A development equity opportunity such as Goldtree is the perfect place for DFIs who want to invest in a way that generates returns and sustainably uplifts communities – rather than simply donate. Besides providing them with performance which could be over 20% per annum in the medium term, development equity is transformative. A project such as Goldtree has created a meaningful rural economy in the Daru area. We hope that a lost generation affected by civil war now has opportunity and prospects.
The expected investment horizon for AAF’s investment in Goldtree is until 2020 when at time of exit, the business should be solid, sustainable and pleasingly profitable. Over that period annual crude palm oil output should rise to 18,000 tonnes, supplying domestic and regional markets.
In line with global trends of increased accountability, private equity investors and particularly those in development equity are demanding high standards from their fund managers on sustainable ESG factors (environment, social and governance). AAF is able to demonstrate the many ESG qualities of Goldtree to its governmental and DFI investment partners.
Its own relatively small plantation is leased from the local community and provides them with a secure rental income. AAF follows an ethical code for land acquisition and land use in its projects, realising the political and social sensitivities of property when owned or used by foreign investors. Land must also be used sustainably and primary forest should never be destroyed.
In buying fruit from out-grower farmers in the nearby 40 km radius, Goldtree generates income for close to 20,000 people on a seasonal basis.

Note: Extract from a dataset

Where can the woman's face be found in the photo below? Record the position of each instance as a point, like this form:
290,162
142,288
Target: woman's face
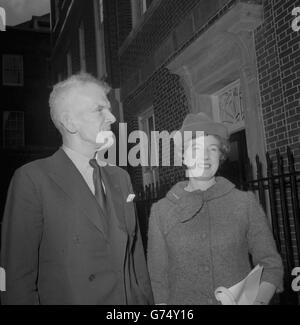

Paying a monthly local wage bill of around $60,000, the company is a strong catalyst in transforming Daru and its economy.
With a focus on environmentally friendly business methods, the mill is energy self-sufficient, reusing fruit fibre from the milling process. Waste water is treated before being irrigated onto plantations as a fertiliser or recycled into rivers.
Goldtree ensures that workers prioritise safety, for example, by using personal protective equipment. Good corporate governance structures include anti-bribery and corruption policies and social impact measurements include offering the out-growers a fair and transparent price formula for their products.
Supporting all AAF agri investments is a Technical Assistance Facility, funded primarily by the European Commission. In the Goldtree project, this facility is helping out-growers improve their yields through training on effective replanting, growing and harvesting. For example, by safely using sickles on poles for cutting bunches, farmers no longer have to climb tall palms as part of a dangerous and slow harvesting process.